Bruce I. Schindler, Novelist
The Books of Dust & Cannibals (Post-Apocalyptic Western Series)
(A Genealogical Fantasy)
There is a place so exotic and remote, the Marrakesh Express gets nowhere near it. Even in Kathmandu, this place seems a world away. Its inhabitants call it Harlan County, and describe it as being in South-Central Nebraska.
Many people get within a few miles of it, but fly over it without knowing. Others drive past or even through, and have no idea anything just happened. This is because of a magical veil. It is impervious to the most sophisticated equipment, and makes most people choose not to see.
In Harlan County, the distance between this reality and every other reality is very thin. Some of the inhabitants cross over routinely, and come back with strange tales, spun as though they are the same world as ours.
When I was young, I listened while the old guys told their stories around the fire. The tales were long and involved, and I probably nodded off from time to time. Because of that, some details are a bit fuzzy, but I pass along the stories as faithfully as I can.
I came to Harlan County for love, and found it. I got much more, finding a friend, a muse, and a goddess. That alone was more than enough, but more blessings came: horses waiting impatiently for more hay and a macaw loudly demanding pizza.
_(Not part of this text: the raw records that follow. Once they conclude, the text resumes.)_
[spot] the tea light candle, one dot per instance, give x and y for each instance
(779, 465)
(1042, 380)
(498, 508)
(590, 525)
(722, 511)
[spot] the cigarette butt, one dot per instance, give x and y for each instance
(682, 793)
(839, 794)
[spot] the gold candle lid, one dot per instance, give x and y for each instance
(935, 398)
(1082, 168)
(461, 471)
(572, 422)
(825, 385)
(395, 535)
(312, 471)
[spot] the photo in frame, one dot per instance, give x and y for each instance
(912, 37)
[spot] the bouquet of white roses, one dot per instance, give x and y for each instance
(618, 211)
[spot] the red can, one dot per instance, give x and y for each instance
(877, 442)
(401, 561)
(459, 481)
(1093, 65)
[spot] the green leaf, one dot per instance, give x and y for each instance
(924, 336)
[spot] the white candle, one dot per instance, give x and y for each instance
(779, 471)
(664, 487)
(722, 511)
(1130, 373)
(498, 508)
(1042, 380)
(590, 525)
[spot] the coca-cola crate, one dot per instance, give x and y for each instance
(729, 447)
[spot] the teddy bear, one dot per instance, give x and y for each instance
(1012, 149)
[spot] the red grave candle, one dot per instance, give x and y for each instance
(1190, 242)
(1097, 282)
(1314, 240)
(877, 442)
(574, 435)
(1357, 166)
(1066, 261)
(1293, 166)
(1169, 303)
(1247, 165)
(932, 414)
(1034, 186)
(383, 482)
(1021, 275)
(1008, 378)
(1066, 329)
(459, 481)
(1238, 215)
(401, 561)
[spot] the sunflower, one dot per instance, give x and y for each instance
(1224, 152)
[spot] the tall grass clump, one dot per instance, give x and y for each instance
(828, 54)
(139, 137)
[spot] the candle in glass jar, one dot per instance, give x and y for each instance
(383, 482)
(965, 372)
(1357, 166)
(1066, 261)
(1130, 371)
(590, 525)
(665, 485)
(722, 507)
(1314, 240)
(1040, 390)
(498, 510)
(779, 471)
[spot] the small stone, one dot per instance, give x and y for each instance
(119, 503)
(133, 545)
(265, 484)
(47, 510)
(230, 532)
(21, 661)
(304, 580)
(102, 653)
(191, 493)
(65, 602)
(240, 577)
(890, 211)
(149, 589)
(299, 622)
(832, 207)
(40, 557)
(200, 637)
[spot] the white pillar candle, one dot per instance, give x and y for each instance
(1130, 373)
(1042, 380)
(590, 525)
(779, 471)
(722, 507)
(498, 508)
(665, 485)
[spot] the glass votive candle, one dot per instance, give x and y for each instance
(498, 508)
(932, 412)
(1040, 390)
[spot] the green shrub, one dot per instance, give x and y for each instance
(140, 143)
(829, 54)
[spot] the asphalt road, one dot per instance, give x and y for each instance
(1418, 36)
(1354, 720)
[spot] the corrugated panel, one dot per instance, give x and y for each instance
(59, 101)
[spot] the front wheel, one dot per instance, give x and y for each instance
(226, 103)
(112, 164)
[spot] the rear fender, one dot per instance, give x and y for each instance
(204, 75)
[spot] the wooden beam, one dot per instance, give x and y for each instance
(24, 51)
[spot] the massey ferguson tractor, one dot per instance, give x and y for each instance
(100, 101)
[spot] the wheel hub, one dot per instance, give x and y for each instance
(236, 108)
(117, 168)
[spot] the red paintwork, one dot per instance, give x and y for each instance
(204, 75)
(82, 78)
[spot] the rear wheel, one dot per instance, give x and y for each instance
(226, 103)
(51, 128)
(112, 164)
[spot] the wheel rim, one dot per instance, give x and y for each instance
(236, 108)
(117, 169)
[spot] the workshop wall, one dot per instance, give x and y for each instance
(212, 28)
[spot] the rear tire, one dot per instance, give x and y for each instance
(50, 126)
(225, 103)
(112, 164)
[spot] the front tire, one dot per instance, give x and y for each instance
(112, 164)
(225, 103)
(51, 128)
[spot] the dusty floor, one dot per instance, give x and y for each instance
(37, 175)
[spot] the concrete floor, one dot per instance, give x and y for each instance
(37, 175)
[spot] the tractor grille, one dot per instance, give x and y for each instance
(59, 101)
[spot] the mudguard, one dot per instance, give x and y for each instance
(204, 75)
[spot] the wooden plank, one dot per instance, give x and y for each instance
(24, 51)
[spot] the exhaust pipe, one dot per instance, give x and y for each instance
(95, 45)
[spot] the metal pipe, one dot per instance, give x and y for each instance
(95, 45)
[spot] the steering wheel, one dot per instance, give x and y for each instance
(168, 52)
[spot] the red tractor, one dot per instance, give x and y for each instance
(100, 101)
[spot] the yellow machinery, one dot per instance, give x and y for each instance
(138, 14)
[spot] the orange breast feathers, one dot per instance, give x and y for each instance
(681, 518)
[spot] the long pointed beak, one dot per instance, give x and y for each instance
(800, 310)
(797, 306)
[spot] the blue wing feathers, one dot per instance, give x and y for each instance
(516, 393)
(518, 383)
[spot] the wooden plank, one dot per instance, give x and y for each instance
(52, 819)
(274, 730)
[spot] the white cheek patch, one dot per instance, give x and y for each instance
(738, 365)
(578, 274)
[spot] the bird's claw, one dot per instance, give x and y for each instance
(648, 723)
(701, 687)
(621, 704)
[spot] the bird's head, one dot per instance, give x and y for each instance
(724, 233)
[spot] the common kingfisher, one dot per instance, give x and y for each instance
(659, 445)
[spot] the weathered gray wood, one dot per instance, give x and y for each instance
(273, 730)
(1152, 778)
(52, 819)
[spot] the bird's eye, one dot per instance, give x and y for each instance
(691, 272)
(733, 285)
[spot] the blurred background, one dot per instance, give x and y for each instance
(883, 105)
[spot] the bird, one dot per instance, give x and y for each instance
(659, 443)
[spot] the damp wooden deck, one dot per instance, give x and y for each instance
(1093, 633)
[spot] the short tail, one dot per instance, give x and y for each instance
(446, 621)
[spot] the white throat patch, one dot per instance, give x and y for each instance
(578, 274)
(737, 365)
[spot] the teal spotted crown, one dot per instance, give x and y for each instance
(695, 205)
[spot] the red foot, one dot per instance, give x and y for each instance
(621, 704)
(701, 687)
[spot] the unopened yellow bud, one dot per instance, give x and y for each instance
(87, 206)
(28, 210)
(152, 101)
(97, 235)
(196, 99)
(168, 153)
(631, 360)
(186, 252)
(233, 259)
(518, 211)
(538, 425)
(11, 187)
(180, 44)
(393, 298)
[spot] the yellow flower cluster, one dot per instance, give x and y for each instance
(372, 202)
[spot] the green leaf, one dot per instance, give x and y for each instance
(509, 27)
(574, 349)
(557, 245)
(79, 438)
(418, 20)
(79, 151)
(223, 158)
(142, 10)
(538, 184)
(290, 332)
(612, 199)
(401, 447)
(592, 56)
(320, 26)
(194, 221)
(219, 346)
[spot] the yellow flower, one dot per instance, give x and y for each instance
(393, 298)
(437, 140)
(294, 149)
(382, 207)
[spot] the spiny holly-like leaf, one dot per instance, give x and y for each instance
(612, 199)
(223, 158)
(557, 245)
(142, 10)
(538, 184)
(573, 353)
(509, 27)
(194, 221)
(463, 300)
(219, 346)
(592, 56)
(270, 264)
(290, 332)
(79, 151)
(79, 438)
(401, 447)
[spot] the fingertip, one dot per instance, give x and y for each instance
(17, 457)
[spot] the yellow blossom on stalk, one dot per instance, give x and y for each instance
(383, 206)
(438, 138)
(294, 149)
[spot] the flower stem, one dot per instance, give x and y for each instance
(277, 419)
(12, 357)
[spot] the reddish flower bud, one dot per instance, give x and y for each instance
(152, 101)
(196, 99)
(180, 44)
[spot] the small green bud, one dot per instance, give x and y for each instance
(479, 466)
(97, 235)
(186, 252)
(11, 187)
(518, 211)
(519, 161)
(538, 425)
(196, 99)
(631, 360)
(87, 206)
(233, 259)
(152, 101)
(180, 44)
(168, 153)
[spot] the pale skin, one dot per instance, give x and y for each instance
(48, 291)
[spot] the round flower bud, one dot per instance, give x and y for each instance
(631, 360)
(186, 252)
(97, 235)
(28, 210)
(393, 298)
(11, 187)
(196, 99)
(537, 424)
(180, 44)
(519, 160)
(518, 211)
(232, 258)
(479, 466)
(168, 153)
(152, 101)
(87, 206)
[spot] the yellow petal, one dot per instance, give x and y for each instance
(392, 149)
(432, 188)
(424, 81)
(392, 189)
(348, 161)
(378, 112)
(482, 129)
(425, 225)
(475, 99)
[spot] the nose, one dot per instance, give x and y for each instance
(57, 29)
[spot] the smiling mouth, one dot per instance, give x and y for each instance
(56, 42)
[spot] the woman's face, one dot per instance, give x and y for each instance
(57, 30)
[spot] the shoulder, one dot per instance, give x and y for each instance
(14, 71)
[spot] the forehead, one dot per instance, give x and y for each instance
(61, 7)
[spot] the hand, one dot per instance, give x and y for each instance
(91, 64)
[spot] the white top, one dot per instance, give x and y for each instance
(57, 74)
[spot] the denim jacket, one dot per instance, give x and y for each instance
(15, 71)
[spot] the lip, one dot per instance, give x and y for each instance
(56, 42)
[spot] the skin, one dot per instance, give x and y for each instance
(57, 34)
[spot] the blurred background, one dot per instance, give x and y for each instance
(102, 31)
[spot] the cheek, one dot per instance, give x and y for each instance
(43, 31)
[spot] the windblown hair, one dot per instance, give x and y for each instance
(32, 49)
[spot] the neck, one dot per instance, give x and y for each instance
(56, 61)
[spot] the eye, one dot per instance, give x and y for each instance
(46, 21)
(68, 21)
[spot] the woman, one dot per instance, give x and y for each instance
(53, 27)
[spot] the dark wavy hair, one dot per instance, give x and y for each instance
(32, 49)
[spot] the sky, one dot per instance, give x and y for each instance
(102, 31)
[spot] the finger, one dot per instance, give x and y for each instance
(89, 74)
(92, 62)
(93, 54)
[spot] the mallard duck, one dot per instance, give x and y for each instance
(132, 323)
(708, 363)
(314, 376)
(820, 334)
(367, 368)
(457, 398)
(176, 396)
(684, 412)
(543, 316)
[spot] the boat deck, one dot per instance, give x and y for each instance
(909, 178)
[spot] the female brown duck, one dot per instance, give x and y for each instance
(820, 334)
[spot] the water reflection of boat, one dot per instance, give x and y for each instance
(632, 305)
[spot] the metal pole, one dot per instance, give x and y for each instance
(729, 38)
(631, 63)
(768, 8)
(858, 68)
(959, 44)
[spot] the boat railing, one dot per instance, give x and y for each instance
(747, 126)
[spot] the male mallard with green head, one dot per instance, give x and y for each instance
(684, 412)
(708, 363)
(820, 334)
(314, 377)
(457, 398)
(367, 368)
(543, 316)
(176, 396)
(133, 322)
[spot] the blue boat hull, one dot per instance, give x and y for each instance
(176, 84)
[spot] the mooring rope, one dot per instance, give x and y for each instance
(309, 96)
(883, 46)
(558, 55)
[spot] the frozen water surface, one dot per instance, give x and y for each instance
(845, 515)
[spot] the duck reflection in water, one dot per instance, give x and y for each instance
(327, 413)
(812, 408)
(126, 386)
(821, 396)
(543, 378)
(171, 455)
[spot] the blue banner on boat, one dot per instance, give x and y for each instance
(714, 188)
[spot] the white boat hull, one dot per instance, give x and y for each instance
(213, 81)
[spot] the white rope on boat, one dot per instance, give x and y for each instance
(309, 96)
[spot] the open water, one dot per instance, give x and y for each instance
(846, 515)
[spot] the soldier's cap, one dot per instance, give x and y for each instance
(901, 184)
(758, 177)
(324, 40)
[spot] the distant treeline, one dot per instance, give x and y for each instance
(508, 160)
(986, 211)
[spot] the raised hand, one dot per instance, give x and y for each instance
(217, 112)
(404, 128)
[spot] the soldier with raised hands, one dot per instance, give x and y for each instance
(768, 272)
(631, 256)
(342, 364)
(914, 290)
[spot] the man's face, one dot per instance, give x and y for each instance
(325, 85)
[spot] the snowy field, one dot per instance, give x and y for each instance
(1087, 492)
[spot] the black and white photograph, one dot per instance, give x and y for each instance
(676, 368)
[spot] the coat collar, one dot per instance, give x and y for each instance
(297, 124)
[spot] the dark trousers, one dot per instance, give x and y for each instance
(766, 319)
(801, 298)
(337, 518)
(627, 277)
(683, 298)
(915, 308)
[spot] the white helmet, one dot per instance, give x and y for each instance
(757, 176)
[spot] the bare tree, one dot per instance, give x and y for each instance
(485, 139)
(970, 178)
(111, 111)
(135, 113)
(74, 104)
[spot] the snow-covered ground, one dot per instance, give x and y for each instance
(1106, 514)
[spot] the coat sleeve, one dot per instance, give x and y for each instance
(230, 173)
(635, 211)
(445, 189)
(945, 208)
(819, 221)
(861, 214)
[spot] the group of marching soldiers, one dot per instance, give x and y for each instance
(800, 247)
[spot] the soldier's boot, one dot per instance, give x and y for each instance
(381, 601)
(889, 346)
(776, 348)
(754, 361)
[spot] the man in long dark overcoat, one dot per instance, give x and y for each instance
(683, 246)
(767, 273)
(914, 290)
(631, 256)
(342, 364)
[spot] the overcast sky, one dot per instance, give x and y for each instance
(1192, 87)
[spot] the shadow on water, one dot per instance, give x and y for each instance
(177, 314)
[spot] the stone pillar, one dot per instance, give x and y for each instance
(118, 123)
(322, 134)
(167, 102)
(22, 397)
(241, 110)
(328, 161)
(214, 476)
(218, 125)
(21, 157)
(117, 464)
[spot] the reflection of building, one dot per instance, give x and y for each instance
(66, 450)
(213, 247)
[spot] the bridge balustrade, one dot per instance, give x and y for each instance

There is also our Shih Tsu, a psychic dog who projects her thoughts, making me do as she wishes.
Life before Harlan County now seems less real than all the other realities about which I write. My main indicator about the real world comes when the horses, macaw, and dog make their needs known.
In this, the real world, I find pleasure in sharing these stories. Since there is no way to give escorted tours, they say I must call them fiction – science fiction. You and I know they are real.